20236 - TIME SERIES ANALYSIS OF ECONOMIC-FINANCIAL DATA
Course taught in English
Go to class group/s: 31
Class-group lessons delivered on campus
Basic notions of Statistics and Probability.
The analysis of dynamic phenomena is of crucial importance in economic and financial studies. - in fact, in any field of Science. The course aims at providing solid methodological background as well as data-analysis skills for time series analysis, covering classical and modern techniques for non stationary time series, based on state-space models.
- Aims of time series analysis and descriptive techniques:
- Time series decomposition. Exponential smoothing.
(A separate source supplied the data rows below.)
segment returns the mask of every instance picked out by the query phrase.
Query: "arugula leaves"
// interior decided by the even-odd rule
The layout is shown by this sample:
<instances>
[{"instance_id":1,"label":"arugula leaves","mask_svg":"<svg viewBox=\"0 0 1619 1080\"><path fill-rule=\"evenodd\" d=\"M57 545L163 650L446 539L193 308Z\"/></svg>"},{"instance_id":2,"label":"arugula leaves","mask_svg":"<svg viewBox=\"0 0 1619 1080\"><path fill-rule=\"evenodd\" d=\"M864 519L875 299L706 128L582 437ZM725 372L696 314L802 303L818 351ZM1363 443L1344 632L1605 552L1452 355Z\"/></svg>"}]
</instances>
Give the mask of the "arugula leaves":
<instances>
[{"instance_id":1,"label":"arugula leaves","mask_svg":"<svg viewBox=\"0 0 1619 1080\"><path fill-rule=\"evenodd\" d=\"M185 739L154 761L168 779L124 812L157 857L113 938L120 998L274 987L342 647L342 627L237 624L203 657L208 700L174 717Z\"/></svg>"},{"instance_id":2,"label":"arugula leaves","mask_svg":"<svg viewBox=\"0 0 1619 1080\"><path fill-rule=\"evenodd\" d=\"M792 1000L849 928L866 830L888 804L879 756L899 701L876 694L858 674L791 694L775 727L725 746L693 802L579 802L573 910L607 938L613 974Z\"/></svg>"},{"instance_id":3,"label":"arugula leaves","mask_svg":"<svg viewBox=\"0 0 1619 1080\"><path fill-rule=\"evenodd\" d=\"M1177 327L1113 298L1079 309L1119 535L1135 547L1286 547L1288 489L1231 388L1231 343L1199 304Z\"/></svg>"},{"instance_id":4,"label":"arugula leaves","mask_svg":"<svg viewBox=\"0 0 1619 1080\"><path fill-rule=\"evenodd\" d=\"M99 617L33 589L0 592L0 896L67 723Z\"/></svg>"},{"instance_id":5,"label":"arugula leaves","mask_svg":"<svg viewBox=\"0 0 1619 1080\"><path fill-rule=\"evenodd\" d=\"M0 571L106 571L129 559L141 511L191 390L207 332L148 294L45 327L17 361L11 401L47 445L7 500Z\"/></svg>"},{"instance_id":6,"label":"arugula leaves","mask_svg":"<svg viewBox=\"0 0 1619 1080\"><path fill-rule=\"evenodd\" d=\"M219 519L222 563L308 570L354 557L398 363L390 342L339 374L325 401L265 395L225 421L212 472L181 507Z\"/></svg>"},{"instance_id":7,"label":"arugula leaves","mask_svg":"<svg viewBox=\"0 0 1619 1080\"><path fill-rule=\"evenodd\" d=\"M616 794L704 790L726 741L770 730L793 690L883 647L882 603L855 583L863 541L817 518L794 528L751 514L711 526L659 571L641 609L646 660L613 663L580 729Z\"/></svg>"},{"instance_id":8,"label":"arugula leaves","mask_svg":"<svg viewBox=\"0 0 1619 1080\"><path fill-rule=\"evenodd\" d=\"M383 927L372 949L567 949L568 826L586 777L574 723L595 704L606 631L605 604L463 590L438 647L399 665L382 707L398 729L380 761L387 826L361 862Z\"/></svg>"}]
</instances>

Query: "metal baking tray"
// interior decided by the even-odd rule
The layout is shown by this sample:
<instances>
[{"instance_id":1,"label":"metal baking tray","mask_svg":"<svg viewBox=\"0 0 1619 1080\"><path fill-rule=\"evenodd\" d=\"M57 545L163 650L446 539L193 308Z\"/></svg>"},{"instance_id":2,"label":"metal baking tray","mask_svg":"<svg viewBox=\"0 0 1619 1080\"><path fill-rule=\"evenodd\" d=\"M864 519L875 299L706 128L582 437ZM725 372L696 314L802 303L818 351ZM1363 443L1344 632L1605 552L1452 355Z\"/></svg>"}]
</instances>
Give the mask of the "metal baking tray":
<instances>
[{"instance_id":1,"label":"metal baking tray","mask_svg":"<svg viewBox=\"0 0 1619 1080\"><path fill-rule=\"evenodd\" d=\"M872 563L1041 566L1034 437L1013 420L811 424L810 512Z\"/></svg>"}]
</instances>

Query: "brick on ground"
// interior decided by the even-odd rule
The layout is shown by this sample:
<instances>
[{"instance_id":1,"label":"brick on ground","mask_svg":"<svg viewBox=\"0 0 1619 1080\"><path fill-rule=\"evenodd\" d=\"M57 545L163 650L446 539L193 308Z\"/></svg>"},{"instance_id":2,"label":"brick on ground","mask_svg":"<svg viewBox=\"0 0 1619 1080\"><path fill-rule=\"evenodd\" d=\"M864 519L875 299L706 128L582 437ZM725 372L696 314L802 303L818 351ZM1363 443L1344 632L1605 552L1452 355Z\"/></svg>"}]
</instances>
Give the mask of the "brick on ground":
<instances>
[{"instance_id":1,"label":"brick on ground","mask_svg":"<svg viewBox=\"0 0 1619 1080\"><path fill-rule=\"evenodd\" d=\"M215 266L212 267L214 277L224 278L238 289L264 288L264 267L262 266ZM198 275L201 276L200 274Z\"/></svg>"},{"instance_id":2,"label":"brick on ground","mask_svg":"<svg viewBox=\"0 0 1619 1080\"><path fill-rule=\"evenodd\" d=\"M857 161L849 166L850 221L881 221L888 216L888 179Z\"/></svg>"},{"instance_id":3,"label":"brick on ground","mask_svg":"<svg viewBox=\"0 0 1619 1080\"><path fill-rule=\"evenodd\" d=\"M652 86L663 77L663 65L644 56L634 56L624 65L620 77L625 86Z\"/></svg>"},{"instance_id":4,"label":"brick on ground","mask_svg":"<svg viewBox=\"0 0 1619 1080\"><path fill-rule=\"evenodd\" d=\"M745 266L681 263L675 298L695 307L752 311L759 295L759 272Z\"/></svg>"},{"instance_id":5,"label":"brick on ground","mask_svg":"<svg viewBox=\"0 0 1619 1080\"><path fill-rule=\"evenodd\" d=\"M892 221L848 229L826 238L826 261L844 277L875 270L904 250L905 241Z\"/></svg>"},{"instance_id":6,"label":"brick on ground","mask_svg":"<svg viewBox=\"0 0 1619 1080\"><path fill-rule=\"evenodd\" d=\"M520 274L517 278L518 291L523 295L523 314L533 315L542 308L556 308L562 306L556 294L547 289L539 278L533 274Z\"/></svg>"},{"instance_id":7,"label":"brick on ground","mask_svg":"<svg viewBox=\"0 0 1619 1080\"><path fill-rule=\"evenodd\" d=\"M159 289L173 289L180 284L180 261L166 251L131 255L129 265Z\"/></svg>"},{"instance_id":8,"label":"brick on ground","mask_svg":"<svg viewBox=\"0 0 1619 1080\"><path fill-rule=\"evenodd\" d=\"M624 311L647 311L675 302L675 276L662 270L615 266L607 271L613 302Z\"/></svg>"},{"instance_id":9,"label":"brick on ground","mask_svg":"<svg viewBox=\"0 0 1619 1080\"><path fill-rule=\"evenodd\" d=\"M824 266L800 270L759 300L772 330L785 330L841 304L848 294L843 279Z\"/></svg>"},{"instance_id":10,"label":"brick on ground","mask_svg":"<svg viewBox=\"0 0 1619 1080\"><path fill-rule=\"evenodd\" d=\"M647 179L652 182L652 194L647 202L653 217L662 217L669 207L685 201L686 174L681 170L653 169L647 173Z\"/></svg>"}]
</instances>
- Probabilistic models for time series analysis:
- Time series as a discrete time stochastic process.
- Stationary processes. Summaries. Estimation of the autocorrelation function.
- First examples: White noise. Gaussian processes. Random walks.
- Categorical time series: Markov chains. Inference for Markov processes.
- Stationary time series: ARMA models (brief review).
- Time series with structural breaks: Hidden Markov Models.
- State space models for time series analysis:
- Motivating examples: non-stationary series; stochastic volatility; streaming data.
- State space models: definition and main properties.
- Hidden Markov models as state-space models.
- Dynamic linear models (DLM).
- Filtering, forecasting, smoothing: Kalman filter and Kalman smoother.
- Innovation process and model checking.
- Maximum likelihood estimation of unknown parameters.
- Examples for economic and financial time series. DLMs for trend, seasonality, cycle.
- Nonlinear regression by DLMs.
- ARMA models as DLMs.
- Multivariate time series (dynamic regression (example: term structure of interest rates); seemingly unrelated time series models; factor models).
- Bayesian inference and forecasting via Markov Chain Monte Carlo (MCMC).
- Recent developments.
- Explain and describe the main statistical methods for time series analysis.
- Identify the models suitable for the problems under study; estimate and make forecasts for dynamic systems, both stationary and non-stationary, with an adeguate quantification of uncertainty and risk.
- Use R for time series analysis.
- Apply and properly interpret the models and methods presented in the course in applications.
- Use adeguate statistical software (R and main R functions for time series analysis).
- Evaluate and justify their analysis on real data.
- Prepare appropriate reports of their statistical analysis in real data applications.
- Face-to-face lectures
- Exercises (exercises, database, software etc.)
- Group assignments
- Online lectures: I have a wide set of videolectures on almost all the topics of the course - pretty close to an online, Coursera-like, course. Some of these might be made available, according to Bocconi policy.
- Exercises: lectures in the computer room ('laboratories') on the analysis of real data - or online "video-lab". Software: R, freely available at www.r-project.org. An R-package, 'dlm', has been developed for this course.
- Students are actively involved in the learning process through individual and team work in periodic assignments.
|Continuous assessment||Partial exams||General exam|
- There are no partial exams, but there are periodic take-home assignments (individual or group work). Assigments are not mandatory, but strongly encouraged for an active learning. They are not evaluated for the final exam; yet, students who did not deliver the assignments have to answer additional questions on data-analysis with R in the written proof.
- A final project on real data analysis (individual or team work) is mandatory and evaluated for the final exam (30%).
- Written proof (70%; it can be 100% if poorly done) .
- NOTE: the above structure of weights (30% and 70%) might be slightly changed, if the need occurs, in response of motivated requests from the class. In such a case, I will give the class prompt notice.
- C. Chatfield, The Analysis of Time Series, Chapman & Hall/CRC, 2004, 6th edition (only a few chapters)
- G. Petris, S. Petrone, P. Campagnoli, Dynamic Linear Models with R, Springer, New York, 2009.
- S. Petrone Lecture notes: Introduction to Markov Chains.
- S. Petrone. Lecture notes: Hidden Markov Models
- Lecture notes, data sets, R code, RMarkdown templates etc are made available on the Bboard of the course.
- Videolectures and videolabs (online through BBoard) MIGHT be made available, in the respect of Bocconi policy.